Rosie dismissed the thought. ‘He’s an officer. He loves horses, of course she likes him.’
‘Madame Lisle’s horses are beautiful,’ Edith said, sounding like she was a little bit out of it. ‘If I ever got rich, they’d be the first thing I’d buy.’
Edith was weak and her whole body ached from being tortured, but after eating, drinking and washing she felt human for the first time in days. And the chance of life, after facing execution, gave her a sense of elation.
‘I don’t think this floor is very thick,’ Eugene said, as he heard Madame Lisle and the officer chatting in the kitchen directly below. ‘Put the iodine down and keep still for a bit. We can’t risk another yelp.’
Downstairs, the admiral began counting out his money.
‘Oh, don’t be silly,’ Madame Lisle said. ‘I trust your word as an officer.’
The admiral laughed.
‘When the Gestapo buy horses, I count their money,’ Madame Lisle said. ‘Those thugs practically steal them, the prices they force me to accept.’

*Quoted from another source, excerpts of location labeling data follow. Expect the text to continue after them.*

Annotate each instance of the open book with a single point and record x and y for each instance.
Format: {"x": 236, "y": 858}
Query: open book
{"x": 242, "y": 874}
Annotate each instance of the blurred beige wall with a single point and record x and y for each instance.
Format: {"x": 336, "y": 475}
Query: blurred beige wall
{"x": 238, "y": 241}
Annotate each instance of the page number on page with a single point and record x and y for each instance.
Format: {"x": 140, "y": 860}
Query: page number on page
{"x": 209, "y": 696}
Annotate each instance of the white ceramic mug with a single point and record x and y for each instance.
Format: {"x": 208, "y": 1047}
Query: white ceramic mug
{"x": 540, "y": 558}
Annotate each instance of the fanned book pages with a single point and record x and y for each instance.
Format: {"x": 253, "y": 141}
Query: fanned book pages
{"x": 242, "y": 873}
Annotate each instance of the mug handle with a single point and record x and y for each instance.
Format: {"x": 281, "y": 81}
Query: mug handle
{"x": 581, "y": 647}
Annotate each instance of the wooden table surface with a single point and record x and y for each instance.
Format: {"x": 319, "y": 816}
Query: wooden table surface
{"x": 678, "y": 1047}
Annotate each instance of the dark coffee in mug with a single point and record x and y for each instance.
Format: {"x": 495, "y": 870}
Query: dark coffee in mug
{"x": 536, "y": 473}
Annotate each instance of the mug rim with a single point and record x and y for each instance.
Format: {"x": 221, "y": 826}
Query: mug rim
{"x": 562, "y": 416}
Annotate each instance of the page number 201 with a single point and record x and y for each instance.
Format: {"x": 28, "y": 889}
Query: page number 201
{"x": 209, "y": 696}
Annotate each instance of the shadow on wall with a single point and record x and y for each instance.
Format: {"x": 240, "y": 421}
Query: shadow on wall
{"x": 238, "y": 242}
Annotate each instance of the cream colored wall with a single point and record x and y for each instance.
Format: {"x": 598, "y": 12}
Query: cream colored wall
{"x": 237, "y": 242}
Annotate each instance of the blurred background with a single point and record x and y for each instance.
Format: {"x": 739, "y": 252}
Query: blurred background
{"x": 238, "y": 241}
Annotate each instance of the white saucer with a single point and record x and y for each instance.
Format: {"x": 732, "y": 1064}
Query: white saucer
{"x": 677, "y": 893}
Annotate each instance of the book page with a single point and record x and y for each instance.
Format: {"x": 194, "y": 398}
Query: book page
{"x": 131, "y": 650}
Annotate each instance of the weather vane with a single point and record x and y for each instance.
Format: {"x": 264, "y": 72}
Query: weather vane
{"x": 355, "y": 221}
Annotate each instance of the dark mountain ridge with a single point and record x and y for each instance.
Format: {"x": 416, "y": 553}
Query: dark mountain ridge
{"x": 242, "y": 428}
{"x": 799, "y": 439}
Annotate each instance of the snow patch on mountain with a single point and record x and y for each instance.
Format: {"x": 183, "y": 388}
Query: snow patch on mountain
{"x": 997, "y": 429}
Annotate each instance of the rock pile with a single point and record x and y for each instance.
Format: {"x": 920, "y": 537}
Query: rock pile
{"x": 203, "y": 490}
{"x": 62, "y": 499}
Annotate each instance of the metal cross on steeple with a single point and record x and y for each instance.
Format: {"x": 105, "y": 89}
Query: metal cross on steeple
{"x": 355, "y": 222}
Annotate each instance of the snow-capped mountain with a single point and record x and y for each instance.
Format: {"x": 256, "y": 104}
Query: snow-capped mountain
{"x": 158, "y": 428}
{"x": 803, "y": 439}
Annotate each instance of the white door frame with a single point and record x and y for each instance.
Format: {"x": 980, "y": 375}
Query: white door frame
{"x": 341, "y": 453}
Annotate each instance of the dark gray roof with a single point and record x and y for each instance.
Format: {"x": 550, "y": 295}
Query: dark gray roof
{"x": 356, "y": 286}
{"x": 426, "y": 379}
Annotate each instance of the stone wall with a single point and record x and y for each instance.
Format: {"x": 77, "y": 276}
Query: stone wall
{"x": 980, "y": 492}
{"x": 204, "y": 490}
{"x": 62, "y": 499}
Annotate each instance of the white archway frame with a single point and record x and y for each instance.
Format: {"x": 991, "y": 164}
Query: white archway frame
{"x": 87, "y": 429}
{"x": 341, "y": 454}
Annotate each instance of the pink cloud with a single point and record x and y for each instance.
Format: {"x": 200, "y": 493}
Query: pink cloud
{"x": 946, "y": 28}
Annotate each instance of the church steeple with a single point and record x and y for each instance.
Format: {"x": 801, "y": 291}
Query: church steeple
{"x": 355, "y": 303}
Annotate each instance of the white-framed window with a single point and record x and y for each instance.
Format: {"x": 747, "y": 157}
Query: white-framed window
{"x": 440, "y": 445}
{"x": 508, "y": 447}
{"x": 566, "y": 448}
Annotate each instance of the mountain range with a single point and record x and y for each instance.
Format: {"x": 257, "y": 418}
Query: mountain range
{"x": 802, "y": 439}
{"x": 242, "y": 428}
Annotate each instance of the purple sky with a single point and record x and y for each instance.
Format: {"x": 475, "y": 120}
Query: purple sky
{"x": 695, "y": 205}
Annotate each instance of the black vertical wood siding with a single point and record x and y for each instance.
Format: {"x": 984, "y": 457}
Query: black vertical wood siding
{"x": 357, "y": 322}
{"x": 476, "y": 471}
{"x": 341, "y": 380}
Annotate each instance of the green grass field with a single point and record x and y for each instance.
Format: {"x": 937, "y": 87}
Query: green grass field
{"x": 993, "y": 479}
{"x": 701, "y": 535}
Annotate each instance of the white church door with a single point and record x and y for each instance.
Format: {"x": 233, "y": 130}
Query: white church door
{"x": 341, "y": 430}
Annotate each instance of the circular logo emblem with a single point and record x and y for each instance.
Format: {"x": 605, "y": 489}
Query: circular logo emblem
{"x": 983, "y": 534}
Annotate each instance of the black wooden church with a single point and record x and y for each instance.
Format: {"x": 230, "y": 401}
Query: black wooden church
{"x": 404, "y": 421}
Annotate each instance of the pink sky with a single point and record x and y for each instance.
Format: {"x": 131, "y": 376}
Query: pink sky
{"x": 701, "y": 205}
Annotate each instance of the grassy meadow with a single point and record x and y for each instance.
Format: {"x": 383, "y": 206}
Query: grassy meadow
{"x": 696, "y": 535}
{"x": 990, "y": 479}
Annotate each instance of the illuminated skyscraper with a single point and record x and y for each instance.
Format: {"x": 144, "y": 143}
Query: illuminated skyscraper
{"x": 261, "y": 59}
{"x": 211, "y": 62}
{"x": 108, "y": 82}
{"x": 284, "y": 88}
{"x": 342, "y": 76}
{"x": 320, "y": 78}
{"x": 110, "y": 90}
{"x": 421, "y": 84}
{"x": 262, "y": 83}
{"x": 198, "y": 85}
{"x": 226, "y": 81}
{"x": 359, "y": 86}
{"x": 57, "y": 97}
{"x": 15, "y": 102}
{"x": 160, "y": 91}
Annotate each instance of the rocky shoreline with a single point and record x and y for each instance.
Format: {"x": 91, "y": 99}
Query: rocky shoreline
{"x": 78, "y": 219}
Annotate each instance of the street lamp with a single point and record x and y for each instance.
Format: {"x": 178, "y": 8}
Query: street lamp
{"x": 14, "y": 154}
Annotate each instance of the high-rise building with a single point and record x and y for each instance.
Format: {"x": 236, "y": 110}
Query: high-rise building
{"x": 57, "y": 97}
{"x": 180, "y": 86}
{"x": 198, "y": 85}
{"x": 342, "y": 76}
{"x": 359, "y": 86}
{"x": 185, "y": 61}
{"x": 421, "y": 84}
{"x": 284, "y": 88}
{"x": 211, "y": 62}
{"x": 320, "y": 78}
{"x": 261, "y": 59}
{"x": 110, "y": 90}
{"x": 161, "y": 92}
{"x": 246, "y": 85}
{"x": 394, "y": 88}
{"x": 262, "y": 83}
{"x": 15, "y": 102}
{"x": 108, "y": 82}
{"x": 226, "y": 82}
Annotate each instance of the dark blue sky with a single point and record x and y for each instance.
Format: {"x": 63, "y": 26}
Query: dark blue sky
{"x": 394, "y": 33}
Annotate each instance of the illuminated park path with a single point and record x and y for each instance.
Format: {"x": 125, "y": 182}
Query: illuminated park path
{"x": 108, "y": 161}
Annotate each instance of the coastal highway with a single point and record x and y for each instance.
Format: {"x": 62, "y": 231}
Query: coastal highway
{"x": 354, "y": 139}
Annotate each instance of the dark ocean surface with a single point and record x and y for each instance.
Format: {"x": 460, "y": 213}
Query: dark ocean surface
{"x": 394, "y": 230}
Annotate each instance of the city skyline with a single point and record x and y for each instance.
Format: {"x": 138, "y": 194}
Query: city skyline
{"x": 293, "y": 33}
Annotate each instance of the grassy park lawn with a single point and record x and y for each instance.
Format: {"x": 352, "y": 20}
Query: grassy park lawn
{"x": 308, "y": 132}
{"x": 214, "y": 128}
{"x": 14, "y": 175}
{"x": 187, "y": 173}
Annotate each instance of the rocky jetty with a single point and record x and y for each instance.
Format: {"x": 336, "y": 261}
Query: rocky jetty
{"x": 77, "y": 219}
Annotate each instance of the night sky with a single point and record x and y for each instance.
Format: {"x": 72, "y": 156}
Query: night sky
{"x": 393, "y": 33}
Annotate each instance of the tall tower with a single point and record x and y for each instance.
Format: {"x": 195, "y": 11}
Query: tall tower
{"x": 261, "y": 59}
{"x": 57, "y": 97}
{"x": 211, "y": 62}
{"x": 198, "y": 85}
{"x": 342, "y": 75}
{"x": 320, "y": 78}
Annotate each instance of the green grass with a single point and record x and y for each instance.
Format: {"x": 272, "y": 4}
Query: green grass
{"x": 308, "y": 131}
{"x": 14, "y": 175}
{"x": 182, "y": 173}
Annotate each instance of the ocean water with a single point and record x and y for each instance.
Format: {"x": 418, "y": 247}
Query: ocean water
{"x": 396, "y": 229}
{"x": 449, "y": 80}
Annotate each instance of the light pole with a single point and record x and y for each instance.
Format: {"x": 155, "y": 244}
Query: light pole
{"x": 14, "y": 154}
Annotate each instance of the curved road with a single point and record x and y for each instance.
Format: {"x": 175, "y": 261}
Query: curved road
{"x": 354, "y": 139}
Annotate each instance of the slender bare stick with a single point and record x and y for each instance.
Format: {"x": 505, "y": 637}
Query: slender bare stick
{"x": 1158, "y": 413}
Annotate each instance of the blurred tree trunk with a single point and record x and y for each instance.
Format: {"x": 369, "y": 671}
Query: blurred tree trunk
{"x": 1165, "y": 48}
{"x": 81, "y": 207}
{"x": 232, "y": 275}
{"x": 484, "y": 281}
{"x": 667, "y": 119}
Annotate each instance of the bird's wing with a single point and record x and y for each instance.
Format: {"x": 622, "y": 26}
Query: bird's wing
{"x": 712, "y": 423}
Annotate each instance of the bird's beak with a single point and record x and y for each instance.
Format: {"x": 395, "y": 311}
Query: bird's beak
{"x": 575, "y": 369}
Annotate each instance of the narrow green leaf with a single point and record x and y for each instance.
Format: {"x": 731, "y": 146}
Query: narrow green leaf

‘They’re not gentlemen,’ the admiral said, speaking in stilted but polite French. ‘We’d have none of this trouble with resistance if the French people had been treated correctly. But what do I know? You and I hail from a gentler era.’
Madame Lisle gave a friendly laugh, but as that noise faded Eugene thought he heard the clatter of a diesel engine.
‘Sounds like a truck,’ Eugene whispered.
He crept across the bedroom to hear better, but there was no window overlooking the front of the house.
‘Maybe it’s to take the horse away,’ Rosie suggested.
‘You can’t take a horse in a regular truck,’ Edith said. ‘You’d frighten it to death.’
Rosie’s heart accelerated as Eugene picked up the machine gun resting on top of his backpack and edged towards the door.